Dee, I must respectfully disagree with your assertion that you won't find the breeding stock of showline dogs at the Seiger show. I submit to you that you take that 10 percent of the showlines that you say are actively working and ask to see their pedigree. I will bet you a dollar to a donut that the pedigree of these dogs are the exact same dogs that are in the Seiger show. If that is the case then the "BREEDING STOCK" of these dogs you attest to are the same as the dogs in the Seiger show. You just happen to be looking at the 10 percent that works. Now who is going to go to get a dog to work from breeding stock that produces 10 percent work. Same genetics there!! All you can say is those dogs themselves will work, but as breeding stock they produce the same thing that they are made up of and that is the same dogs that are at the Seiger shows.


----------



## GSDextrodinaire (Dec 15, 2002)

Clifton,

I LOVE it when you call me on my comments! You really make me think and delve deeper to make my point. Thanks! BTW love the dollar to donut bet.

What I was trying to say, and guess I failed is ...that if someone is looking for breeding stock and the only place you are looking is a sieger show, what you see is not a good basis for making a breeding decision.
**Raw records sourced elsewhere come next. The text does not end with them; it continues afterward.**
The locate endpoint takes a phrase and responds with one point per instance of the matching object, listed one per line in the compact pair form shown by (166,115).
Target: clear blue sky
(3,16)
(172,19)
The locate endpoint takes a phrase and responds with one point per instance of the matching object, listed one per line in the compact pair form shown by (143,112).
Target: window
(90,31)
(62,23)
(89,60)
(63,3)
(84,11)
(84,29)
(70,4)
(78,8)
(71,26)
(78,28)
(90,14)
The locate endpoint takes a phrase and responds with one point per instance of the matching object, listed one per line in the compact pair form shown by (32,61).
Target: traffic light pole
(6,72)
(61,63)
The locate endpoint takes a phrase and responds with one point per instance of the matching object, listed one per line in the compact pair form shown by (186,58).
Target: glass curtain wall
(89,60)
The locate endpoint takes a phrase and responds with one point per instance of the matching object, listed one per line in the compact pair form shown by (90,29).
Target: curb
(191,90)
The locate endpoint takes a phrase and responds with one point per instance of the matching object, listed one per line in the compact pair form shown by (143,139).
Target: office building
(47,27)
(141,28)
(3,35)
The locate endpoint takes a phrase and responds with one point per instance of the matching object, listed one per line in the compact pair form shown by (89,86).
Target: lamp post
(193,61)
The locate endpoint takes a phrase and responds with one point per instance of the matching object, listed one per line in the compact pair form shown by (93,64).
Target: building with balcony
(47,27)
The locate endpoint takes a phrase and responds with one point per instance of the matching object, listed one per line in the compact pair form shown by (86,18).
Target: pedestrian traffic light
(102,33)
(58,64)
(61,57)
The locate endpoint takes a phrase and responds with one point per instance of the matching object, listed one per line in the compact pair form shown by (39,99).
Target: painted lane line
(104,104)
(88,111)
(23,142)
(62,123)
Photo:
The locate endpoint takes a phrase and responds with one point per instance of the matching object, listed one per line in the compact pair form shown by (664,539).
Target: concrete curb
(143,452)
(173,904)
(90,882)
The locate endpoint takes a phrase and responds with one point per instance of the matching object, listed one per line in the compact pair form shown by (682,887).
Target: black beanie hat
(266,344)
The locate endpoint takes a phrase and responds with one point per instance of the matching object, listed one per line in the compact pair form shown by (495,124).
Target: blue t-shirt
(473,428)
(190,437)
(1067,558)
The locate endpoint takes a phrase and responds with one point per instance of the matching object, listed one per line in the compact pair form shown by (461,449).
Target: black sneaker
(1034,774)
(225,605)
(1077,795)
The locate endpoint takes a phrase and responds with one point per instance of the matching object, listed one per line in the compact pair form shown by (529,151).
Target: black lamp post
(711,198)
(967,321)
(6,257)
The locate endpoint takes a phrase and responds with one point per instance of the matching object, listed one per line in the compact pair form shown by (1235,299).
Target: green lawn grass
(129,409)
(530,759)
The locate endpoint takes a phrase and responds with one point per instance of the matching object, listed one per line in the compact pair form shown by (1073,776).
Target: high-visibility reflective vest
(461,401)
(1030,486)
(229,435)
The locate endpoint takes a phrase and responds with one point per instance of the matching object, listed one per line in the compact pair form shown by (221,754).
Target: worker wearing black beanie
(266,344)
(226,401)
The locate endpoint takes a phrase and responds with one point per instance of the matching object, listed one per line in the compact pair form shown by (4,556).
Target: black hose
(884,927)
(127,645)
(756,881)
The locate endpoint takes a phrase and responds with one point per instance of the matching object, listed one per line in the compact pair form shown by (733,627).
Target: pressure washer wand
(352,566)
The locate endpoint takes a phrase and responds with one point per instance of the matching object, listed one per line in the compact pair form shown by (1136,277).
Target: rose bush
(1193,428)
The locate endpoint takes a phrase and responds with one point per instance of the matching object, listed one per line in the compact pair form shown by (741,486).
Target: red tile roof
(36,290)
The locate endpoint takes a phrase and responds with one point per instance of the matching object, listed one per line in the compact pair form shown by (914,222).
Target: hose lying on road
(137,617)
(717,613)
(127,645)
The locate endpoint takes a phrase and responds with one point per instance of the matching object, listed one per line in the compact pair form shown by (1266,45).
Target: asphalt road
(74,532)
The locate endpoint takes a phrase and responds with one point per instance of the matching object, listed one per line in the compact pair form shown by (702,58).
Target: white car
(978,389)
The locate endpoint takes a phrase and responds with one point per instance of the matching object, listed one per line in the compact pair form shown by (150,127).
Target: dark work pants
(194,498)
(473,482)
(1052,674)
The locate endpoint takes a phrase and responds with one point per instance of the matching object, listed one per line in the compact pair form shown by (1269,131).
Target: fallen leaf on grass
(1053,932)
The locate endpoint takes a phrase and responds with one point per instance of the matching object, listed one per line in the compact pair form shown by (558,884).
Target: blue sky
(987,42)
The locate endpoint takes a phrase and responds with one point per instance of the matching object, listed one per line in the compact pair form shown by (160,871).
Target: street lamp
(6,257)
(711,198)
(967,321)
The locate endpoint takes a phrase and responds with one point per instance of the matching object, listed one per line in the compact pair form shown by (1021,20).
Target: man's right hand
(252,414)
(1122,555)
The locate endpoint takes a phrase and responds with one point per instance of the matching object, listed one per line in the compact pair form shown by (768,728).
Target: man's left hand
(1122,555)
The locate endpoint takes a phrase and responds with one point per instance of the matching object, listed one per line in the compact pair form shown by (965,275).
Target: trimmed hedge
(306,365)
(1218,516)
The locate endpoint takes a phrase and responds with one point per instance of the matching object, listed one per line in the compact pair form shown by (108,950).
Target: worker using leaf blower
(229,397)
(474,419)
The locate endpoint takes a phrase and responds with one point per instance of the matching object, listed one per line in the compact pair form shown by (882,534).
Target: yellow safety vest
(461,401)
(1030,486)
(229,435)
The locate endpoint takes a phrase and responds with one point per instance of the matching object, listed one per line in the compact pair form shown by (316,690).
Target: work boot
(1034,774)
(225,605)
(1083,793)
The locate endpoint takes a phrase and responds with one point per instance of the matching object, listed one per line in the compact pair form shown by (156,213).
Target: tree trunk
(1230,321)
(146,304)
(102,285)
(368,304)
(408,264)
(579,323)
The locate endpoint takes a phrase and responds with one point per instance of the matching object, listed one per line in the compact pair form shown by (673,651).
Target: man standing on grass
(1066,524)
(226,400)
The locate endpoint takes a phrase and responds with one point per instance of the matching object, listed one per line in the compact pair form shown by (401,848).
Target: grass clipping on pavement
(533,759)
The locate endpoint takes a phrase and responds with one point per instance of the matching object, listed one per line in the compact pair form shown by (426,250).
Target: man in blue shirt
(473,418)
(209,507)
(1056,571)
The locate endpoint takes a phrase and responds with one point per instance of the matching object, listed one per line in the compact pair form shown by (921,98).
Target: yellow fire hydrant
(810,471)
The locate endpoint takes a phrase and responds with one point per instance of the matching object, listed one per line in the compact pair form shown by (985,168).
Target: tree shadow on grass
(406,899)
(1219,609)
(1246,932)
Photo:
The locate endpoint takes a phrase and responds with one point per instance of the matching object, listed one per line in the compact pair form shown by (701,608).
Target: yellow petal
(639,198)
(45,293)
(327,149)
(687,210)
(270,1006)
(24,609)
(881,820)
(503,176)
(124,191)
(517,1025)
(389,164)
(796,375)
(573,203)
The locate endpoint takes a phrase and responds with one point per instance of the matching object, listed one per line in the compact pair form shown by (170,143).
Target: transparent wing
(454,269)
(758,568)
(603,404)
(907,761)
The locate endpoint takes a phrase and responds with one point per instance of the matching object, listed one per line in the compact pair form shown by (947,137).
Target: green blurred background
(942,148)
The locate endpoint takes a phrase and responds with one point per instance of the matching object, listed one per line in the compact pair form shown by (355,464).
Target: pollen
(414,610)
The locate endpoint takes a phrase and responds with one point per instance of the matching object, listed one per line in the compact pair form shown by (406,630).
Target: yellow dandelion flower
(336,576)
Based on my experience as an observer at a sieger shows, very rarely do I see a dog either in the ring or in the performance test that makes me say, "WOW! that's a dog I can see breeding to my females." This is because I don't base my breeding plans on the outcome of a dog's performance at a sieger show. If I like a dog, then I want to see how that dog really works. I want to see it in a trial, I want to see the scorebook, and sadly, that doesn't happen with a lot of the dogs that are "ranked" high in conformation. 

Your comment about same genetics is very true. That's where it is important to know if the dog's courage and grip behavior is a training issue or that the dog just doesn't have heart. Or does the dog have the heart and just happened to be rushed through titles. 

Again, the problem lies in breeders paying more attention to the outcome of the ring and not close enough attention to the heart of the dog. JMO


----------



## cliffson1 (Sep 2, 2006)

Dee, first I want to commend you for being able to have dialogue without becoming defensive. That's a pleasure. As for your comments, where we part ways is on owning vs breeding in terms of training or lack of heart being important in showlines. If you are talking about owning a good showline that works it is very important to assess whether the dog's strength is natural or training. As far as breeding showlines, until you have showlines that have added bloodlines that are different from what you see in the Seiger show, then you can't comfortably breed to any of them without probably getting the same dismal results. The genes are all the same! Showlines have to introduce new bloodlines unrelated to past 30 years or you cannot reasonsibly breed these dogs and expect uniformity of temperament. And after all, if anything should be consistent in a litter it should be temperament. We can't all be pretty, but we can have very high percent of character.


----------



## Liesje (Mar 4, 2007)

Cliff can I ask you a question about genetics? How far back do genes effect a dog? For example say there is a dog that is weak in one or more areas and it is considered "genetic" weakness. Say the dog has several dogs in the 3 or 4-gen pedigree that are known to be good dogs, well used and even line-bred on. If this dog is considered genetically weak, does that reflect poorly on these more popular dogs, or only the parents, or....? I'm not talking showlines, just in general. Hopefully this is not too off topic, I've just been meaning to ask people who know a lot about genetics. The reason I ask is b/c so often we hear/read that good work and good temperament is simply genetic (not disagreeing). But what about the dog from all the dogs who are supposed to be genetically sound that turns out poorly? Is that a fluke? So often I see dogs being promoted based on the good dogs 3, 4, 5 gens back in the pedigree, and then I see a dog that is not sound at all with these same dogs. Is it just a bad combination of sire/dam? If so, then how come when a great combination exists it seems to be further attributed farther back in the pedigree? 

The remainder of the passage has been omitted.